U.S. Securities and Exchange Commission

LITIGATION RELEASE NO. 21622 / August 9, 2010

Securities and Exchange Commission v. Karlheinz Redekopp, Case No. 3:10-cv-05557 (W.D. Wash filed Aug. 9, 2010)

Securities and Exchange Commission v. International Commercial Television, Inc., Case No. 3:10-cv-05555 (W.D. Wash. filed Aug. 9, 2010)

SEC CHARGES SEATTLE-AREA COMPANY AND FORMER CFO WITH PHONY ACCOUNTING OF INFOMERCIAL SALES

The Securities and Exchange Commission today charged the former chief financial officer of a Seattle-area skin care retailer with fraudulently boosting earnings by reporting sales of anti-aging products promoted through Home Shopping Network infomercials while the products still sat unsold in the company’s warehouse.  The agency also separately settled charges against the company and began administrative proceedings against the company’s outside auditors for professional misconduct.  

The SEC alleges that Karl Redekopp, the former CFO of International Commercial Television Inc. (ICTV), turned millions of dollars of quarterly losses into profits by falsely accounting for ICTV's sales of the Derma Wand, a skin care appliance that purports to reduce wrinkles and improve skin appearance. Redekopp fraudulently recognized revenue before the Home Shopping Network had actually sold or delivered the product to viewers. He also improperly recognized revenue before a free trial period offered by the company had expired, and failed to reverse revenue from products that had been returned. Redekopp's misconduct caused the company to falsely report millions of dollars in excess revenue in 2007 and 2008.

The SEC's complaint against Redekopp, filed in federal district court in Tacoma, Wash., alleges that Redekopp recorded "sales" of products that had not been shipped or that the customer was not obligated to pay for. Redekopp's fraudulent accounting resulted in ICTV adjusting net sales by more than $3.7 million over a five-quarter period in 2007 and 2008, negating all originally reported net income for those periods to restated net losses. For example, for year-end 2007 alone, ICTV restated its originally reported net income of $1.5 million to a net loss of $1.1 million after correcting the fraudulent reporting.

The SEC's complaint charges Redekopp, who lives in Vancouver, B.C., with violating Section 17(a) of the Securities Act of 1933, Sections 10(b) and 13(b)(5) of the Securities Exchange Act of 1934 ("Exchange Act") and Rules 10b-5, 13a-14, and 13b2-1 thereunder, and aiding and abetting the violations of Sections 13(a), 13(b)(2)(A), and 13(b)(2)(B) of the Exchange Act and Rules 12b-20, 13a-1, and 13a-13 thereunder.
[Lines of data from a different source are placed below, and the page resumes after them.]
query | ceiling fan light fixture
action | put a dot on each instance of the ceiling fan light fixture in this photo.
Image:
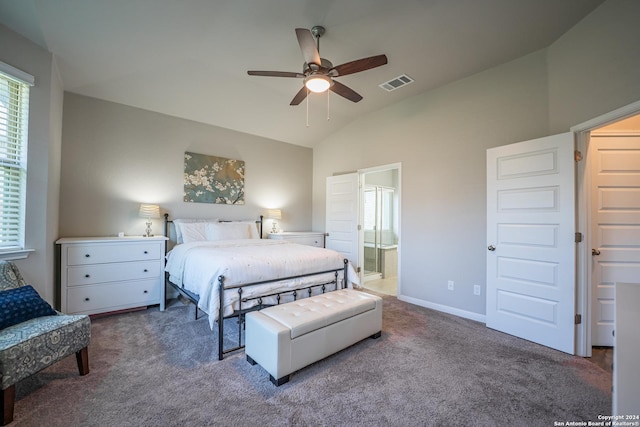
(318, 83)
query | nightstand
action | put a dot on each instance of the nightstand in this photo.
(103, 274)
(310, 238)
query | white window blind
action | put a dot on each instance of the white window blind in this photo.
(14, 123)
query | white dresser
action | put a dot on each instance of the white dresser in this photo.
(103, 274)
(310, 238)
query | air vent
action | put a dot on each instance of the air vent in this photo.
(396, 83)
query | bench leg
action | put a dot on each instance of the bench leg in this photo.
(278, 382)
(8, 400)
(82, 357)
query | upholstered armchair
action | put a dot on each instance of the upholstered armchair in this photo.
(33, 335)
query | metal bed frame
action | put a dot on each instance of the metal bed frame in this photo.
(241, 312)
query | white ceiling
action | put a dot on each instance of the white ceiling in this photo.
(189, 58)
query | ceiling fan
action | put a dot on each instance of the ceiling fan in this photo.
(319, 73)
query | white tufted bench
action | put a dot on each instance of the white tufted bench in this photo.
(287, 337)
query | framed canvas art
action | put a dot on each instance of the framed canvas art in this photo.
(210, 179)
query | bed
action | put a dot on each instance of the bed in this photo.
(226, 269)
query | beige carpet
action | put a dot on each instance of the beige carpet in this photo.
(152, 368)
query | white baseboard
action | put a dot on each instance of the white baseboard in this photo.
(445, 309)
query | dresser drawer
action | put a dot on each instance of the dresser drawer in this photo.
(113, 296)
(102, 273)
(117, 252)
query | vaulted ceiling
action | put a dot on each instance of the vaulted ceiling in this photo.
(189, 58)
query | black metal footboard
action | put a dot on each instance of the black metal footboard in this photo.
(240, 312)
(294, 292)
(256, 302)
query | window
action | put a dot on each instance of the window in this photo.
(14, 123)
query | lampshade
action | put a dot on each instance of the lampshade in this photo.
(274, 214)
(149, 211)
(318, 83)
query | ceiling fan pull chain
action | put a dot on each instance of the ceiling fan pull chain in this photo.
(307, 107)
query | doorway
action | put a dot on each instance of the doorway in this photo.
(594, 297)
(379, 231)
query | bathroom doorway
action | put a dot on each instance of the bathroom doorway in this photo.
(379, 237)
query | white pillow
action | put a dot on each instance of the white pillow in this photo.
(231, 230)
(194, 232)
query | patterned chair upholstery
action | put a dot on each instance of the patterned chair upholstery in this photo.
(31, 346)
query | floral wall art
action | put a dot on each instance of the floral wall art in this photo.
(210, 179)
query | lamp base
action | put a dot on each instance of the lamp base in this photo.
(147, 231)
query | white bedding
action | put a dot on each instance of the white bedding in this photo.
(197, 266)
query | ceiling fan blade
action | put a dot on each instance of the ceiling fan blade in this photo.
(345, 91)
(300, 96)
(275, 74)
(308, 46)
(360, 65)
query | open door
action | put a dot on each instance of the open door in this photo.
(342, 216)
(531, 240)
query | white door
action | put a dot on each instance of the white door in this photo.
(342, 216)
(615, 226)
(531, 240)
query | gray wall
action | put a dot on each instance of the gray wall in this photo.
(114, 157)
(441, 138)
(43, 162)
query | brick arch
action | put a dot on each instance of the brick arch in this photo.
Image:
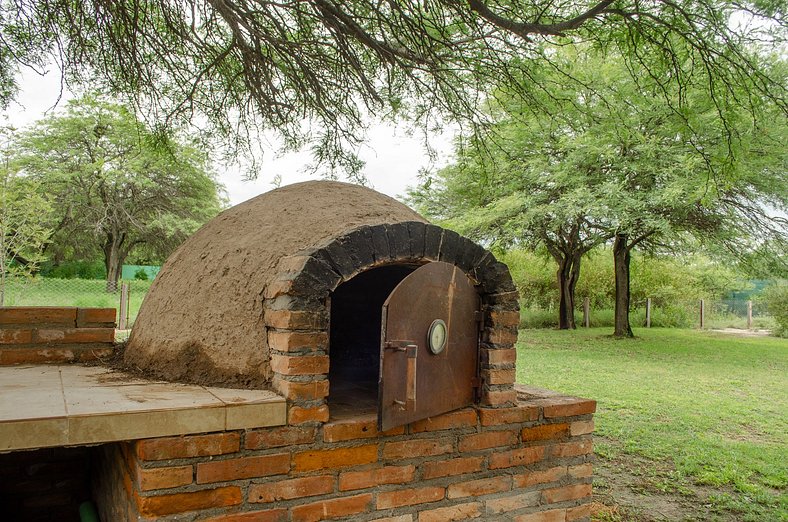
(296, 311)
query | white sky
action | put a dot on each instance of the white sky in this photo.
(393, 159)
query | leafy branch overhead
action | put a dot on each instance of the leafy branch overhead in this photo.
(602, 157)
(314, 69)
(116, 188)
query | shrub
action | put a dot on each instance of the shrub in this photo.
(75, 270)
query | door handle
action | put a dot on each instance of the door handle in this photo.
(412, 351)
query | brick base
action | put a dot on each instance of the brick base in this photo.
(525, 463)
(41, 335)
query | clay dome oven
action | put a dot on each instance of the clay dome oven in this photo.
(325, 282)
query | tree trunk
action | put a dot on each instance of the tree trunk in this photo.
(568, 273)
(621, 259)
(113, 260)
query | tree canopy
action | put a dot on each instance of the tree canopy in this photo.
(601, 158)
(23, 233)
(314, 69)
(115, 186)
The SEC seeks a permanent injunction, a financial penalty, and an order barring him from serving as an officer or director of a public company.

In a separate complaint, the SEC charged ICTV for its misleading financial statements. Without admitting or denying the allegations, ICTV agreed to settle the charges by consenting to a final judgment permanently enjoining the company from future violations of Sections 13(a), 13(b)(2)(A), and 13(b)(2)(B) of the Exchange Act, and Rules 12b-20, 13a-1, and 13a-13 thereunder.